Niger’s health performance is fragile and slow to improve. With 52.68% geographical health coverage37% access to essential healthcare, 43.68% of healthcare expenditure borne by households and 6.5% of them exposed to catastrophic healthcare costs every year, universal health coverage (UHC) remains a distant prospect.
Behind these figures lie major inequalities : a child under the age of five from a family in the poorest quintile of the population is twice as likely to die before the age of five than a child from the richest quintile. The same applies to prenatal care, to which underprivileged women have half as much access as those from wealthier backgrounds. The latter are more than three times more likely than the former to benefit from qualified childbirth assistance. The prevalence of contraception is even more discriminating, with the richest 20% of women using it five times more often than the poorest.
Operationalizing the free service, a preferred option for moving towards the CSU
To meet these challenges, Niger has adopted a CSU strategy. This has fed into the new Health and Social Development Plan and is at the heart of the health financing strategy.

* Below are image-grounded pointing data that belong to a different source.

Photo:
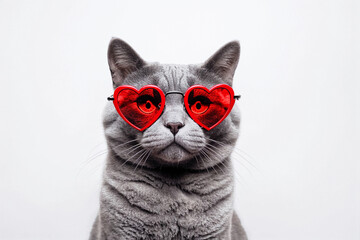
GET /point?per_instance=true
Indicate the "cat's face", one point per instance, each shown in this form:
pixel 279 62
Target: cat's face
pixel 174 139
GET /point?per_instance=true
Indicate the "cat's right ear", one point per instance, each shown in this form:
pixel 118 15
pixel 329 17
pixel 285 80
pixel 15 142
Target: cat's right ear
pixel 122 60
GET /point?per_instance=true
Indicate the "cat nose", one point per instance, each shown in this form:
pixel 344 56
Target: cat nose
pixel 174 126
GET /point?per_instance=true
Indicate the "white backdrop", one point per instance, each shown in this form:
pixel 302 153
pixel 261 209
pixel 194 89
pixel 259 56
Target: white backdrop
pixel 298 177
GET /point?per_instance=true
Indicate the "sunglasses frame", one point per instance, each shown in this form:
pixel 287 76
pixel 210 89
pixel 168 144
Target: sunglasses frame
pixel 163 99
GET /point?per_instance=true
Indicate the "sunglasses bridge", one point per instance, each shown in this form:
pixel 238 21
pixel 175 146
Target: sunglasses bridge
pixel 111 98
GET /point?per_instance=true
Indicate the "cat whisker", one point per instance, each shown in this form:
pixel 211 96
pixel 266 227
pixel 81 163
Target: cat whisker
pixel 147 157
pixel 208 158
pixel 217 155
pixel 127 160
pixel 140 158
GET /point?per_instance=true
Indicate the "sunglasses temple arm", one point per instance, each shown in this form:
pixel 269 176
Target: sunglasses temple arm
pixel 237 97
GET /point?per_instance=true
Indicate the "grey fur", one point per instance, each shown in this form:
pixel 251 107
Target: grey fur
pixel 158 185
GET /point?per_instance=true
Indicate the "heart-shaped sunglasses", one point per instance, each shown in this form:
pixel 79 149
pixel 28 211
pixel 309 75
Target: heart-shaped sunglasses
pixel 141 108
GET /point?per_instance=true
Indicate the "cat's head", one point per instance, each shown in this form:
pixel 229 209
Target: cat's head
pixel 174 139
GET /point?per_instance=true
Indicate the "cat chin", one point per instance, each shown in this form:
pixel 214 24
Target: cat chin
pixel 173 154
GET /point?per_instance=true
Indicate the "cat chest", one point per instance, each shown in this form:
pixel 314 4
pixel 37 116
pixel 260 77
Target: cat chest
pixel 163 213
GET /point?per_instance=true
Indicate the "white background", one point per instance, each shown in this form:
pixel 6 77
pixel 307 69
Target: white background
pixel 298 177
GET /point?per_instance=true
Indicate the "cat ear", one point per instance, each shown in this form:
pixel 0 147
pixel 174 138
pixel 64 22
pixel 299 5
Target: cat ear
pixel 224 61
pixel 122 60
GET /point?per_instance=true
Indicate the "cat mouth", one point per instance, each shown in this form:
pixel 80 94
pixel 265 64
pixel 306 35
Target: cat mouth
pixel 174 153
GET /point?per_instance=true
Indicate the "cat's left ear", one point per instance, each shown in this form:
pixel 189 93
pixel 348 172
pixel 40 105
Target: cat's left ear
pixel 224 61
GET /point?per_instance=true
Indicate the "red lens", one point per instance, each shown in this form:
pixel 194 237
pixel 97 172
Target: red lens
pixel 139 108
pixel 208 108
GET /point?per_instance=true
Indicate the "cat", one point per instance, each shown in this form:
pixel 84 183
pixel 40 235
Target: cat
pixel 173 180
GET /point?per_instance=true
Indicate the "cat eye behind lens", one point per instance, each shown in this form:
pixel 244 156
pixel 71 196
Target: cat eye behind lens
pixel 141 108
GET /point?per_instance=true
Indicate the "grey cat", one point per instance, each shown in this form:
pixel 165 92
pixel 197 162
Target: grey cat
pixel 174 180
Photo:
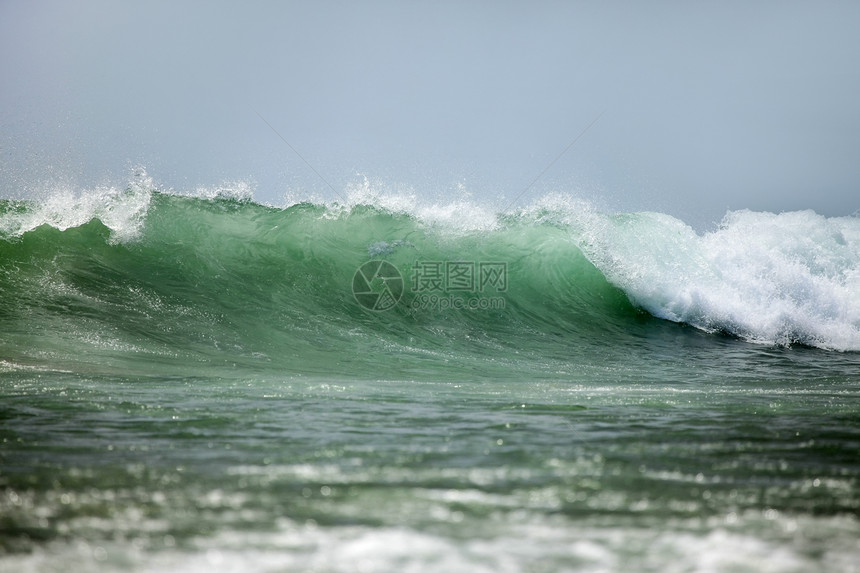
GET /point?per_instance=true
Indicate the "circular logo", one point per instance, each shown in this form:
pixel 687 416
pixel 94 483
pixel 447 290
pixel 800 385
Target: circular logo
pixel 377 285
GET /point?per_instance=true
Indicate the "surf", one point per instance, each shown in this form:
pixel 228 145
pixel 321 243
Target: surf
pixel 216 278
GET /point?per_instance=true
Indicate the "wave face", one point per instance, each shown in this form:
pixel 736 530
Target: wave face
pixel 142 275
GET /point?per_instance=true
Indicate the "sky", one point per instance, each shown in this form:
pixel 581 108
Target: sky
pixel 689 108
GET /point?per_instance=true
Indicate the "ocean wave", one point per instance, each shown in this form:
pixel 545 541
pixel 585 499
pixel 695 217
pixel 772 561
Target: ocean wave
pixel 177 267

A first milestone in these strategies is to make effective the policy of free healthcare decreed in 2006, which aims to provide, without financial compensation, care for children under five, family planning services, prenatal consultations and dystocic deliveries.
This free healthcare, which should benefit more than a quarter of Niger’s population, remains a right that needs to be made effective. Its deployment has suffered from implementation problems, notably under-funding and weak verification of benefits required prior to reimbursement.
INAM is a key structure for free healthcare and healthcare financing reform
To achieve this goal, in 2022 the State of Niger created the Institut national d’assistance médicale (INAM). This public administrative establishment is developing a strategic purchasing approach to ensure free healthcare, and ultimately a contributory health insurance system.
This creation was accompanied by the CSU Leadership Group, which brings together senior civil servants and members of civil society to accelerate the move towards the CSU. The latter continued its support to facilitate the operationalization of INAM. This was achieved through objectives set out in challenge notes sent by the General Secretariat of the Ministry of Public Health to the Director General of INAM, which were met via Collective Action Initiatives. Regular reporting to the General Secretariat and the Minister facilitated the technical and political inclusion of INAM’s issues and the operationalization of the CSU at a high level, and enabled adaptive challenges to be addressed.
INAM is now up and running, with its own budget and teams, supported by technical assistants from South-South cooperation financed by the Fonds Commun Santé. The first audits of free services were carried out in the course of 2023. Payment is made from dedicated government funds, to which partner contributions are added as part of a virtual common fund. This system should not only improve the effectiveness of free healthcare, but also contribute to the transition from a subsidy-based approach to healthcare financing to one based on activity, which will improve the financing of local structures and promote more equitable financing, in favor of the populations most at risk of exclusion from healthcare.